Старорежимный чиновник. Из личных воспоминаний от школы до эмиграции. 1874-1920 гг. (Романов) - страница 221

Доктор А., бывший на митинге, немедленно парировал этот удар, направленный против нашего начальника, заявив авторитетным тоном, что подобного случая с ним никогда не было.

Я понял, что настал момент, когда надо спасать положение и испросил слова. Речь ближайшего помощника Иваницкого не могла не интересовать собрание, и меня всегда слушали в полной тишине: враги — в надежде моего провала, друзья — из желания мне успеха, а потому, при всем моем личном отвращении к красноречию, мне было говорить, если и мало приятно, то легко.

Прежде всего, справедливо догадываясь, что свежеперекрасившиеся участники митинга, так называемые «мартовские социалисты», должны именно являться наиболее крайними в своих выступлениях, хотя бы для того, чтобы «реабилитировать» себя в глазах толпы, не говоря уже вообще о черном качестве их душ, я предложил собранию, во избежание проникновения в нашу вреду людей, желающих только ловить для себя рыбу в мутной воде, опрашивать выступающих ораторов о прошлой дореволюционной их деятельности.
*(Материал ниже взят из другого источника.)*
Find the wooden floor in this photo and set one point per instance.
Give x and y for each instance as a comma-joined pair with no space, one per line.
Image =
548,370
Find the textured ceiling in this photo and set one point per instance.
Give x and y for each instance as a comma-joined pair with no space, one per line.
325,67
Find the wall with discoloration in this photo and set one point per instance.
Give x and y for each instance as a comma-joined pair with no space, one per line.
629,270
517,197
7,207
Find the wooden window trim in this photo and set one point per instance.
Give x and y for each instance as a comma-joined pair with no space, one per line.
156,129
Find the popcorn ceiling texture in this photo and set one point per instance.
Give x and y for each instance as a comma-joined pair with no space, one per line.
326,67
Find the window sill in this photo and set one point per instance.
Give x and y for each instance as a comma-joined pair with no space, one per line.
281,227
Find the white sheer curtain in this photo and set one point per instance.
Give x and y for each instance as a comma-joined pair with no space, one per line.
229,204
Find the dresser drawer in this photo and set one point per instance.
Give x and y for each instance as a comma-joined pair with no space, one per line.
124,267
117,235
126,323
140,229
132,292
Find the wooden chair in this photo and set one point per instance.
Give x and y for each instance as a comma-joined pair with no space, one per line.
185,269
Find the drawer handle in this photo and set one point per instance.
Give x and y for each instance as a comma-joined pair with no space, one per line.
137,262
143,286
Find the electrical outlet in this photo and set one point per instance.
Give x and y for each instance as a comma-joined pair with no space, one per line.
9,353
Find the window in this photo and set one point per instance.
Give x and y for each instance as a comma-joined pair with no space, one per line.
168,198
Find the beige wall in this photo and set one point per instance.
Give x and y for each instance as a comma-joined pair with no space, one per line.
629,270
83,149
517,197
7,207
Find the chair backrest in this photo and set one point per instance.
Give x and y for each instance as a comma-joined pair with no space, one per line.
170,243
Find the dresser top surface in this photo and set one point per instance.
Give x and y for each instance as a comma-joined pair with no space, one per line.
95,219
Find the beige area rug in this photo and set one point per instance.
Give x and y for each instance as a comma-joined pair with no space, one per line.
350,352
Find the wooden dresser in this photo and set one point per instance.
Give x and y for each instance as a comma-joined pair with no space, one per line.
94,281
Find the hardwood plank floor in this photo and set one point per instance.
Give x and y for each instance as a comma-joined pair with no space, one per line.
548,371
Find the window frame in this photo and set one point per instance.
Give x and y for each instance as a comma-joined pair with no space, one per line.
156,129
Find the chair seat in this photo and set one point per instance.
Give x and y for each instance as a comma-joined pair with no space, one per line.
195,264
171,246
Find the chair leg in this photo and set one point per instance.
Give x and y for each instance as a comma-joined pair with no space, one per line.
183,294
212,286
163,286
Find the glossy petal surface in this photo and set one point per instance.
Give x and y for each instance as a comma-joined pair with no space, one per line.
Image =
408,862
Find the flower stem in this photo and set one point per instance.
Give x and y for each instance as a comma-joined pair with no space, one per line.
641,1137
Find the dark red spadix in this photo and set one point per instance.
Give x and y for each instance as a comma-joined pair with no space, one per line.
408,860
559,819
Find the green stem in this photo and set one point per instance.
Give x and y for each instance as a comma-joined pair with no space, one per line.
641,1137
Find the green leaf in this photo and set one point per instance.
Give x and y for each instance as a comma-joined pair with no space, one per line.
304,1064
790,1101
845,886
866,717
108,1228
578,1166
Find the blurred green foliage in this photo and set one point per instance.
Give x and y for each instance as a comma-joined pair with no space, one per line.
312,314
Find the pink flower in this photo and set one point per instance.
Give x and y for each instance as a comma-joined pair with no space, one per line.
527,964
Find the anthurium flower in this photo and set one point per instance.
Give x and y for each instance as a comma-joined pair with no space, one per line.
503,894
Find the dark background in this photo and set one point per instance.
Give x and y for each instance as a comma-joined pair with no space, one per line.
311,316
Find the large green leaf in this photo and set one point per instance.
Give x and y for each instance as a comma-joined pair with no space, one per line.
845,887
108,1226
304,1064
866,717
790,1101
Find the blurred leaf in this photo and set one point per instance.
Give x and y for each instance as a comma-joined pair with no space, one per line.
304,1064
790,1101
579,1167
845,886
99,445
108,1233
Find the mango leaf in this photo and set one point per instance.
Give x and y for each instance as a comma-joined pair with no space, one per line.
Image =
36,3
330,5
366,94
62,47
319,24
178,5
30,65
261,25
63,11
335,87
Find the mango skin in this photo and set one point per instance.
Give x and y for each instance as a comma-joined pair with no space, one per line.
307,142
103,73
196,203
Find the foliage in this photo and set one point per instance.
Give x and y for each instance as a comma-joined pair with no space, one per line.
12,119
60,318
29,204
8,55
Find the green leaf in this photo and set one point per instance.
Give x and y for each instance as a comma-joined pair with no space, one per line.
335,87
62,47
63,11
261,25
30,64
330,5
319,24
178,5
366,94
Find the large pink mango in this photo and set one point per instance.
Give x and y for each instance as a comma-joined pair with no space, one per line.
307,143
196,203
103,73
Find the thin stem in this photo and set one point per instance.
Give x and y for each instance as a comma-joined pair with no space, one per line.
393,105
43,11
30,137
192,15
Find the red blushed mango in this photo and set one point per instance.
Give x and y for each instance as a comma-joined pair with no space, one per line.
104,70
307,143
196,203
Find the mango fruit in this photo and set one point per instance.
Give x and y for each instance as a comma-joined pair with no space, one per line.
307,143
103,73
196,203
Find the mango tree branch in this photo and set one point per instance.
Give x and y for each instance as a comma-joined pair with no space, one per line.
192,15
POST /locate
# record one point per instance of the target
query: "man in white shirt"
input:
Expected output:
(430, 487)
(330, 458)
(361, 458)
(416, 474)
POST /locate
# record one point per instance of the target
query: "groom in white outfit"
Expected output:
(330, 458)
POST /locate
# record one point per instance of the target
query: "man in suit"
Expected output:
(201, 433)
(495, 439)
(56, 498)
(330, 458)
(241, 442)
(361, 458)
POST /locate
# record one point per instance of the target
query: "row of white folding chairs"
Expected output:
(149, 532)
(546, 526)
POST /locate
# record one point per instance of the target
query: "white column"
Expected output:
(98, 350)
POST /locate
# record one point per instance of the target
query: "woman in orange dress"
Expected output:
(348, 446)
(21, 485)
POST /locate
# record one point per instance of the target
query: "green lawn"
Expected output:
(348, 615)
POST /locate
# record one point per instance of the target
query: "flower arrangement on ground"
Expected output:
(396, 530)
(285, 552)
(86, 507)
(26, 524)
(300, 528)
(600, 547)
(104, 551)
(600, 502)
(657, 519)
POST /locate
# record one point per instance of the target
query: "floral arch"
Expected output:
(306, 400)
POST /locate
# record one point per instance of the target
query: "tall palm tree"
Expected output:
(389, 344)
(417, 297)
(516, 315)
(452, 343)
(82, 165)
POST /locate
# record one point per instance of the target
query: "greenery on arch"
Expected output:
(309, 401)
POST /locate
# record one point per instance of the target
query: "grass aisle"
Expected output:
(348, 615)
С этим согласились криками «правильно» — тогда все громко и авторитетно сказанное было «правильно» — и первым заставили ответить меня, кто, мол, я такой. Я сказал: «старый переселенческий чиновник»; заявление это было встречено молчанием — ни одобрения, ни негодования, что уже было козырем в моих руках. Кавказец-санитар оказался бывшим околодочным надзирателем; это смутило его недавних поощерителей. Чтобы исправить положение, внушить к себе доверие, как к стороннику революции, он патетически добавил: «да, но имейте в виду, товарищи, что за гуманное отношение к евреям я имею награду от самого его Пр… т. е. губернатора», закончил он, как-то скомкано. Сильный смех всего зала вывел этого красного оратора навсегда из строя митинговых деятелей.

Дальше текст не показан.